As alíquotas de contribuição para a Previdência Social atualmente variam entre 7,5% e 14% para segurados empregado, empregado doméstico e trabalhador avulso. No caso dos segurados e beneficiários de regime próprio de previdência da União, a alíquota varia de 7,5% a 22%. Veja as alíquotas Empregado, empregado doméstico e trabalhador avulso Até R$ 1.412: 7,5%; De R$ 1.412,01 até R$ 2.666,68: 9%; De R$ 2.666,69 até R$ 4.000,03: 12%; De R$ 4.000,04 até R$ 7.786,02: 14%. Segurados e beneficiários do Regime Próprio de Previdência Social da União Até R$ 1.412,00: 7,5%; De R$ 1.412,01 até R$ 2.666,68: 9%; De R$ 2.666,69 até R$ 4.000,03: 12%; De R$ 4.000,04 até R$ 7.786,02: 14%; De R$ 7.786,03 até R$ 13.333,48: 14,5%; De R$ 13.333,49 até R$ 26.666,94: 16,5%; De R$ 26.666,95 até R$ 52.000,54: 19%; Acima de R$ 52.000,54: 22%.

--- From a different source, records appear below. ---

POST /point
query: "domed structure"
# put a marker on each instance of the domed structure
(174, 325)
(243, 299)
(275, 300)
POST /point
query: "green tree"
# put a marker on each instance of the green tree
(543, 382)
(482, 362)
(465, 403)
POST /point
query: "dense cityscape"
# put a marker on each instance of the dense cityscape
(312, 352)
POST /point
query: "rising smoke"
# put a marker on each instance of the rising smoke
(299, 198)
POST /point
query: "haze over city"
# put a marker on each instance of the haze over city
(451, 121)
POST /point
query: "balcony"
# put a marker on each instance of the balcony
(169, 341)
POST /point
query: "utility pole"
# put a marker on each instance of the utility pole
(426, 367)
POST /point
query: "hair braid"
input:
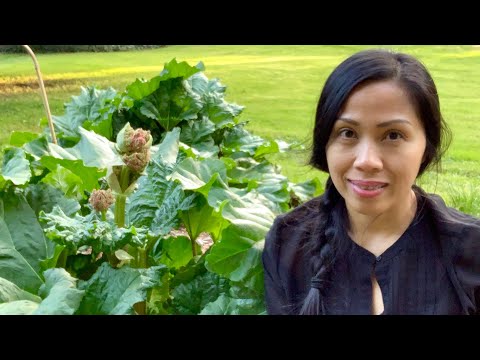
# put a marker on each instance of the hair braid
(323, 249)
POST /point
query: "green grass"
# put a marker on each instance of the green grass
(278, 85)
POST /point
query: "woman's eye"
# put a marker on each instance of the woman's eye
(394, 135)
(346, 133)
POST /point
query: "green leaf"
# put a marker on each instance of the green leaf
(80, 231)
(170, 104)
(61, 297)
(195, 131)
(307, 190)
(89, 175)
(22, 243)
(69, 183)
(19, 307)
(225, 305)
(16, 167)
(95, 150)
(237, 255)
(212, 94)
(239, 139)
(167, 151)
(114, 291)
(157, 202)
(174, 69)
(190, 298)
(194, 174)
(18, 138)
(203, 218)
(175, 251)
(45, 197)
(11, 292)
(89, 106)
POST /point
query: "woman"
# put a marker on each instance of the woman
(374, 242)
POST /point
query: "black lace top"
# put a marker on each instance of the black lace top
(433, 268)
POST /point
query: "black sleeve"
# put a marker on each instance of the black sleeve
(275, 297)
(466, 263)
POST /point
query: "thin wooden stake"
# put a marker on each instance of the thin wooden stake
(43, 92)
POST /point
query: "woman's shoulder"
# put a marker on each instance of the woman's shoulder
(452, 222)
(459, 236)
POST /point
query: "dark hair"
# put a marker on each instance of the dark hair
(364, 66)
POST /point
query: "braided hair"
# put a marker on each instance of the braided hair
(329, 239)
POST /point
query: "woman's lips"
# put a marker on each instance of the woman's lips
(367, 188)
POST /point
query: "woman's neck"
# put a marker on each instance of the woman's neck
(378, 232)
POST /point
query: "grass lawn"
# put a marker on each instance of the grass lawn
(279, 86)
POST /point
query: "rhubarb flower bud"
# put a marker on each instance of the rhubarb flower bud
(138, 161)
(101, 200)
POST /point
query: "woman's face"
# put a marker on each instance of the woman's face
(375, 149)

Questionado se a recente Reforma da Previdência foi falha no objetivo de evitar um colapso, Soares diz que houve uma tentativa. “Tivemos a diminuição dos períodos de pagamento da pensão por morte, mudança do coeficiente de cálculo da aposentadoria por tempo de contribuição, aumento da idade mínima das mulheres na aposentadoria por idade, então foi tentado, sim, houve uma diminuição de custos, mas o grande problema fica por conta da contribuição em si, que já não alcança os gastos da previdência”.

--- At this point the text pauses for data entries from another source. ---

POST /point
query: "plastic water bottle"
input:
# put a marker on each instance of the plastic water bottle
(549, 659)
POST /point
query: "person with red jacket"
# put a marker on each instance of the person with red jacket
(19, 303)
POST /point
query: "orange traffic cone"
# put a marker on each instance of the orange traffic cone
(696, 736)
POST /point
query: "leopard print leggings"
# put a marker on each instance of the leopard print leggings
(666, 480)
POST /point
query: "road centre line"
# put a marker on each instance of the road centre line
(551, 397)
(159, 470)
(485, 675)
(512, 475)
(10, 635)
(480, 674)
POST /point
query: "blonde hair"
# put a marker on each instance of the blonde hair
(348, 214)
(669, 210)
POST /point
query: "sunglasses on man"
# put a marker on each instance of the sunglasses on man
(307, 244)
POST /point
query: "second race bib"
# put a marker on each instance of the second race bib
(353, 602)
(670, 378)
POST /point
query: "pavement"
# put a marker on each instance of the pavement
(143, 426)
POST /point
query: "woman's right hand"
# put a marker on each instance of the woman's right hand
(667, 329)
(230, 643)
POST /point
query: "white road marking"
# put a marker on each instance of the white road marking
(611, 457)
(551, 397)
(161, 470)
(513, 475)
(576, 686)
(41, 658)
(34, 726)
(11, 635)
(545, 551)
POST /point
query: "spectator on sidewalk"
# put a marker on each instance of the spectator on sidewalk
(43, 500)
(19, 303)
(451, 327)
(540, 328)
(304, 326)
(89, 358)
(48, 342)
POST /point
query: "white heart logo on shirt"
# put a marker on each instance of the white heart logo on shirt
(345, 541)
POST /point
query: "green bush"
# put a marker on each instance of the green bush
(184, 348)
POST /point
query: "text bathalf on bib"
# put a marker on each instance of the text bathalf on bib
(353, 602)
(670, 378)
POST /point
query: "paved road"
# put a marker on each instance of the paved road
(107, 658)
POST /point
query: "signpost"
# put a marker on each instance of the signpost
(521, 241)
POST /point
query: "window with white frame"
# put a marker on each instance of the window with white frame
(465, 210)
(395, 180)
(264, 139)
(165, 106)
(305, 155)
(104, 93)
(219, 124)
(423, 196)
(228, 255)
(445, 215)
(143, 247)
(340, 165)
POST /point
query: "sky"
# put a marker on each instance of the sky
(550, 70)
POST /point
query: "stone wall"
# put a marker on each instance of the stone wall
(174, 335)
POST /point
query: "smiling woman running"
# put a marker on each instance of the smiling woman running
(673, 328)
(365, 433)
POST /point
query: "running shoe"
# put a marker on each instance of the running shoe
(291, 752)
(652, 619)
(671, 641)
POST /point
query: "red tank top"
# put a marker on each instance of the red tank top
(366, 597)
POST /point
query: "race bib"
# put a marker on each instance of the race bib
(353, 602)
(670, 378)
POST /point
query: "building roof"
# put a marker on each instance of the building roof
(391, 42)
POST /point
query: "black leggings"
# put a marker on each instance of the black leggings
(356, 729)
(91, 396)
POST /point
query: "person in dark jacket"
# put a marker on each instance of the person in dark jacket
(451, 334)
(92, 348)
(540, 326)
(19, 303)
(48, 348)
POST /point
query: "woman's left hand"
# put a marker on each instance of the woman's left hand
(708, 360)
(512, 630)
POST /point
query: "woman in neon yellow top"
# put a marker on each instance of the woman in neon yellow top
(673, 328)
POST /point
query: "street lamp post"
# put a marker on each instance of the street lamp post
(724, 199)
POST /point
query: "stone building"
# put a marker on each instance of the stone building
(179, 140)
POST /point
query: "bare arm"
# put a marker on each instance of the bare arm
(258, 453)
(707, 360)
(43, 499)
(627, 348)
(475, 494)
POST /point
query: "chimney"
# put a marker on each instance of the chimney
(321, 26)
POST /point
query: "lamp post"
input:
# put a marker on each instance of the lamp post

Presidente da Comissão de Direito Previdenciário da Ordem dos Advogados do Brasil no Ceará (OAB-CE), João Ítalo Pompeu corrobora que o risco de colapso da previdência foi um dos motivos para a reforma. “Mais ainda assim permanece essa tendência de mais aposentados e menos gente trabalhando, exceto se houver um quadro de mais pessoas trabalhando”, explica, reforçando que o aumento do desemprego e do envelhecimento populacional resultou na proporção verificada no estudo.

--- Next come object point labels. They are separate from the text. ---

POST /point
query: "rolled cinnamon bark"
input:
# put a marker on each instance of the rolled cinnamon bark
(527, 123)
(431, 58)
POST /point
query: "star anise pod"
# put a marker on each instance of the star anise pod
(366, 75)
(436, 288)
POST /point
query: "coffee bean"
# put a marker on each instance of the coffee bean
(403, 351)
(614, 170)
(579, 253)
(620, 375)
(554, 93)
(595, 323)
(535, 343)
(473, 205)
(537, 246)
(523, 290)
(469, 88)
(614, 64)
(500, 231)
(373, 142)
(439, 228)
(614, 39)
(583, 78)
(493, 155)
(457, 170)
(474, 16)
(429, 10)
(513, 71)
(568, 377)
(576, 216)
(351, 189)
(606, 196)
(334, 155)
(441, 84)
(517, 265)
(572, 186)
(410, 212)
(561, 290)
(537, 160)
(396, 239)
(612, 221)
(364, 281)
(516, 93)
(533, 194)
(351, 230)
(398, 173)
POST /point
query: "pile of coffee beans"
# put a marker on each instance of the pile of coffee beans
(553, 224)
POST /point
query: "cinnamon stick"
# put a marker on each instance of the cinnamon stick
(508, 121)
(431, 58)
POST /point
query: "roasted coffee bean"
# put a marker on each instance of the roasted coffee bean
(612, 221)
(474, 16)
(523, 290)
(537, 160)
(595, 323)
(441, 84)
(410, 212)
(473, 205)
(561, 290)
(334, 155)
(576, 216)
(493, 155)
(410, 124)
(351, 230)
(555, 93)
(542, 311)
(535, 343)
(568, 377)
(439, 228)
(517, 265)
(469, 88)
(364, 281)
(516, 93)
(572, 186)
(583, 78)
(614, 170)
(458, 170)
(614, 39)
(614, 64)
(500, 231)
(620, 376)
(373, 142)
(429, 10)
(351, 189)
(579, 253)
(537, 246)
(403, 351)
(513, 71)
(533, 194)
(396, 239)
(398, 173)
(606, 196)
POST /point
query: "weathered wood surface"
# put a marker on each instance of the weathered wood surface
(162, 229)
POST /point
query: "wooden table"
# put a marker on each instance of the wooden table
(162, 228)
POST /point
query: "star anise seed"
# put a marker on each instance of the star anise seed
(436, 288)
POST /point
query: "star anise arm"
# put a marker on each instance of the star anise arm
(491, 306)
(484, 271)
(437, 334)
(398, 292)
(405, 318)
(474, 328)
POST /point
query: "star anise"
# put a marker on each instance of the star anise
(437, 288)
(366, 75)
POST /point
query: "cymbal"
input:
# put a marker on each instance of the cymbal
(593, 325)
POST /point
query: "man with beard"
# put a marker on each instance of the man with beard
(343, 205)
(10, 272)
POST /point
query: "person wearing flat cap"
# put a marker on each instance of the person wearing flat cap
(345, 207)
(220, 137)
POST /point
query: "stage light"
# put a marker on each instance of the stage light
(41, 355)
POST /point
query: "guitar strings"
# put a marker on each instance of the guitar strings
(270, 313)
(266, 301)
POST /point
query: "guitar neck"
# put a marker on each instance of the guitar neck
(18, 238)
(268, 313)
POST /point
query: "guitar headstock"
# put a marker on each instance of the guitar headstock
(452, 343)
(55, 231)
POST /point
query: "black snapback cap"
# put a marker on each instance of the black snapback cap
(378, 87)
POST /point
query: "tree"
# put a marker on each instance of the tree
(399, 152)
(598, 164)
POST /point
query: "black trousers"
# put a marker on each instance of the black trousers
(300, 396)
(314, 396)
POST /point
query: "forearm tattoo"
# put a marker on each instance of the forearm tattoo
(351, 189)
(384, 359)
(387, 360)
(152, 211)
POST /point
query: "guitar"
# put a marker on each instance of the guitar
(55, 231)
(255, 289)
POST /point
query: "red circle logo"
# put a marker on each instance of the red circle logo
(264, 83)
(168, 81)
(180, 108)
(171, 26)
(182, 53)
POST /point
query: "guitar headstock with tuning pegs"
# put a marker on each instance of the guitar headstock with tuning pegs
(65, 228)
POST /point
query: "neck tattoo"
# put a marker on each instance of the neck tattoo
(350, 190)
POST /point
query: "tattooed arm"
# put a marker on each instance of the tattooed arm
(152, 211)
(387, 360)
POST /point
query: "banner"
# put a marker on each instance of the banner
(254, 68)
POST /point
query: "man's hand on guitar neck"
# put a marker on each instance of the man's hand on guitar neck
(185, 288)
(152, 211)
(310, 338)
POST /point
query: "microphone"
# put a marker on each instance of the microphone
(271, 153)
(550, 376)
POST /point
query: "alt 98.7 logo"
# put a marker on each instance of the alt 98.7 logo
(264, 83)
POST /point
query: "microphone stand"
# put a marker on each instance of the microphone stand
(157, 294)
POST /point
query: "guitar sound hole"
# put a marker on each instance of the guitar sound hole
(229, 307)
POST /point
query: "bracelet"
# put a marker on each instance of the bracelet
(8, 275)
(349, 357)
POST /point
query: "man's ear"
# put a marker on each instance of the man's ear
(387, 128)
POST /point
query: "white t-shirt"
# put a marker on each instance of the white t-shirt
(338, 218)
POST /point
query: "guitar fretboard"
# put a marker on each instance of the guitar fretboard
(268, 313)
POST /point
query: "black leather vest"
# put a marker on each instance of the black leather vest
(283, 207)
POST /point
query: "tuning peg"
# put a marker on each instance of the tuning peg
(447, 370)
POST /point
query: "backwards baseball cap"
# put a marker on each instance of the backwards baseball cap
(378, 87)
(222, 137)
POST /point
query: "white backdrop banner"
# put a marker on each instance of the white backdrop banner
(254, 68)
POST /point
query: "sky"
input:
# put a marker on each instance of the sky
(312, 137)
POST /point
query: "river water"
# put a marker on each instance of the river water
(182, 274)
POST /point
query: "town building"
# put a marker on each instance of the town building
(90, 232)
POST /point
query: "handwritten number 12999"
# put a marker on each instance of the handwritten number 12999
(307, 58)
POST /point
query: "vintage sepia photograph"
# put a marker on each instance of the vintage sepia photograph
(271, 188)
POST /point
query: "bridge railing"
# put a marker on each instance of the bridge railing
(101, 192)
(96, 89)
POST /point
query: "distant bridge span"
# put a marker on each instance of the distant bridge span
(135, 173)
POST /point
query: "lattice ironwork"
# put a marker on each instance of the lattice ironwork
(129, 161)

“Em tese, quando foi criado o sistema previdenciário, deveria ser assim: as pessoas que trabalham pagam contribuição para manter as pessoas que estão aposentadas, tendo bem mais pessoas trabalhando do que aposentadas, mas a tendência é que, com o envelhecimento da população, tenhamos cada vez mais pessoas aposentadas, mais pessoas recebendo benefício e cada vez mais, pelo desemprego, pessoas que não estão trabalhando e contribuindo”, diz Pompeu.
Situação ao longo dos próximos anos O estudo do Ipea faz projeções da relação entre beneficiário e contribuinte para as próximas décadas. Em 2030, a relação no País é de 1,60 contribuinte para cada um beneficiário. O instituto classifica o ritmo de expansão no número de contribuintes como insuficiente. “Portanto, tanto a análise da evolução passada como a projeção para as próximas décadas, apresentam um quadro em que predomina um ritmo insuficiente de expansão no quantitativo de contribuintes para fazer frente ao financiamento da despesa associada ao crescente estoque de benefícios ou beneficiários, em especial, devido ao rápido e intenso processo de envelhecimento populacional”, diz o Ipea. Diante dos números, o instituto destaca que é fundamental um debate mais profundo e com visão de médio e longo prazo sobre o tema, “com fortalecimento ou adequação de estratégias de financiamento do gasto social, diante de uma esperada pressão crescente sobre o custeio da seguridade social nas próximas décadas”.